The researchers compared 10 interventional cardiologists with 10 health workers who were not exposed to radiation. Information on the cardiologists’ exposure to radiation was obtained from their radiation badges and their lifetime exposure calculated from these data. The researchers took blood samples in order to test for glutathione, hydrogen peroxide and caspase-3.
Dr Russo concluded: “Our findings have clinical and scientific implications. Interventional cardiologists should make every effort in their daily practice to minimise their exposure, as we know that if there is a radioprotection culture in the catheterisation laboratory, then the same activity can be done with a dose reduction of 90% for doctors, staff and patients. From the scientific perspective, invasive cardiologists today have a unique opportunity to clarify the effects of chronic low dose exposure. A large study, called the Healthy Cath Lab study, is being conducted in Italy to address this question. It is done by interventional cardiologists on interventional cardiologists and for interventional cardiologists, with the aim to clarify the cancer and non-cancer effects of chronic low dose radiation exposure.
“A good cardiologist should not be afraid of life-saving radiation, but must be afraid of radiation unawareness and negligence.”

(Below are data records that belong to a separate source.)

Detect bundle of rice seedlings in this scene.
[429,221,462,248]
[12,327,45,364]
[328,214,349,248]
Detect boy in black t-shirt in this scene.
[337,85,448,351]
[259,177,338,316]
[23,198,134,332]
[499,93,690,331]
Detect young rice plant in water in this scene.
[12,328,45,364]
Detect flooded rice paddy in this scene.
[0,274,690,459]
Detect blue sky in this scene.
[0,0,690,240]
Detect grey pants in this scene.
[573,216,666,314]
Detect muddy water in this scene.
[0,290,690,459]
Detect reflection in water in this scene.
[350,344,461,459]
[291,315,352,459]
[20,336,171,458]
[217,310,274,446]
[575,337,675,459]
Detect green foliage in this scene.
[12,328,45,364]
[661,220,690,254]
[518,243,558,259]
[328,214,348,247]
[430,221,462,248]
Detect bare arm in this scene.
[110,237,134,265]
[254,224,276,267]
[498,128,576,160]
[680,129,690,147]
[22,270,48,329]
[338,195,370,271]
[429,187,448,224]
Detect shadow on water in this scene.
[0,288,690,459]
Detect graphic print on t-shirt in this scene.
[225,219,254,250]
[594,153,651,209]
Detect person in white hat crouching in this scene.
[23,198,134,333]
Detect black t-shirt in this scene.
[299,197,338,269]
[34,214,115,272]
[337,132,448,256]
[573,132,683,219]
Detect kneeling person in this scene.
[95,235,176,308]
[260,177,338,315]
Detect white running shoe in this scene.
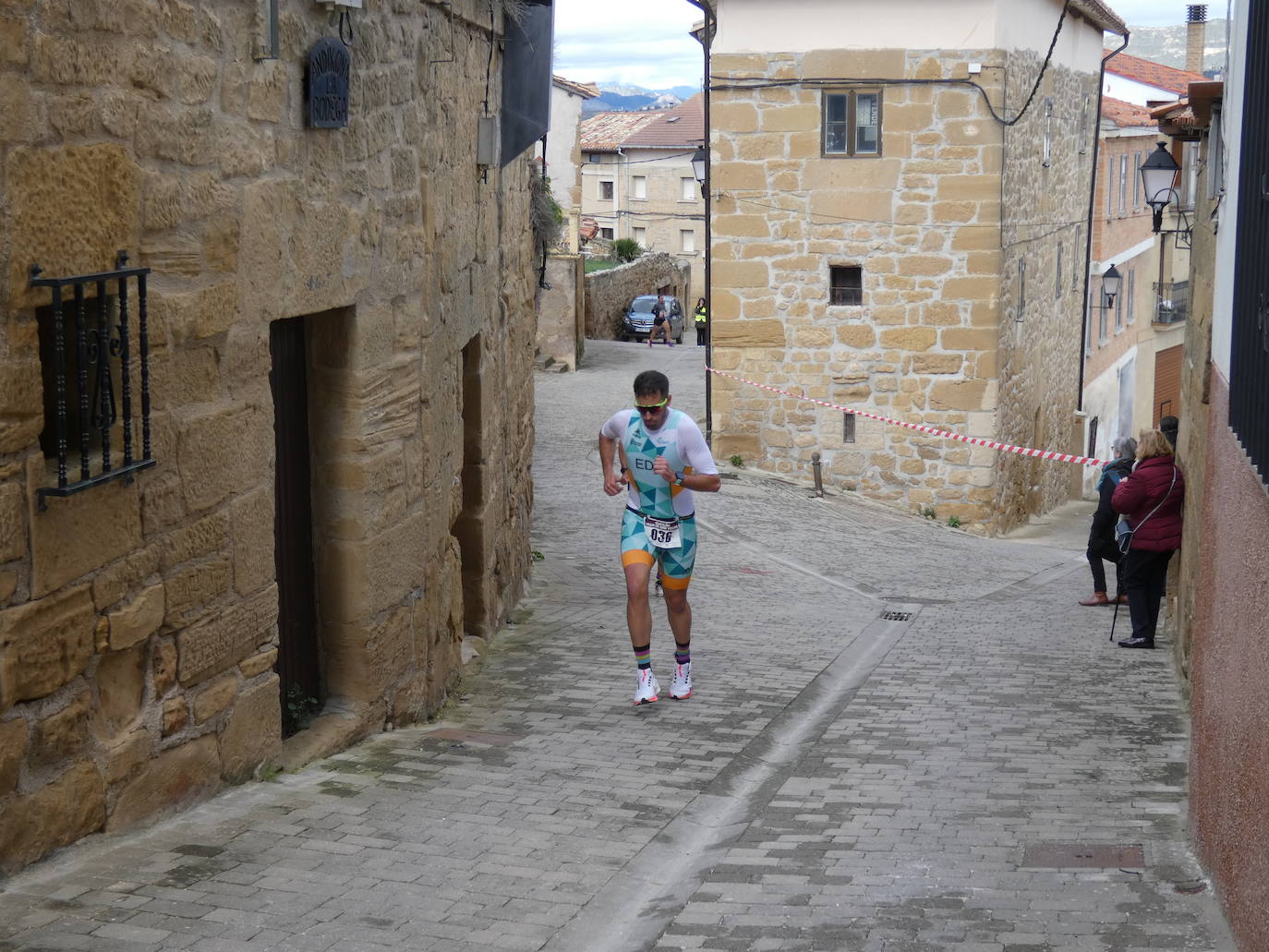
[670,661,692,701]
[634,668,661,707]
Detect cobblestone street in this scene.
[0,340,1234,952]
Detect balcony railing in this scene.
[30,251,155,511]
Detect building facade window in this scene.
[1124,268,1137,324]
[828,264,864,305]
[1119,153,1128,216]
[1042,99,1053,169]
[1106,155,1114,218]
[1080,92,1093,155]
[1178,142,1198,211]
[821,89,881,156]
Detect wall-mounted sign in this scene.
[308,37,353,129]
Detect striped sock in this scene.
[634,643,652,670]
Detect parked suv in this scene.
[622,295,683,344]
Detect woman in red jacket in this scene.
[1110,430,1185,647]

In an accompanying editorial , Professor Thomas Münzel and Dr Tommaso Gori from the Department of Cardiology at the University Medical Centre of Mainz (Mainz, Germany), point to some of the limitations of the study (its small size, incomplete insight on the mechanisms involved, differences in body mass index and lack of information on other cardiovascular risk factors) but write that despite this, the study is interesting. “While interventionalists were subject to more radiation-induced oxidative stress (or rather, in response to radiation-induced stress), fortunately they developed (partial) counter-regulatory antioxidant defences.”
They agreed with Dr Russo about the need for both more research and more awareness of protective measures by cardiologists. “In conclusion, more research is necessary, both at the level of basic science to understand the interaction between toxic . . . effects of ionizing radiations and hormesis phenomena, and at the level of epidemiology. While the effects of ionizing radiation remain incompletely understood, it is our responsibility as physicians to take all precautions in reducing any potential hazard to our patients, our colleagues and ourselves. The beauty of modern medical images, the personal sense of self-achievement that follows a complex, prolonged interventional procedure, must be balanced by their costs, clinical utility and risks – not least, that of prolonged operator’s exposure to radiations,” they write in their editorial.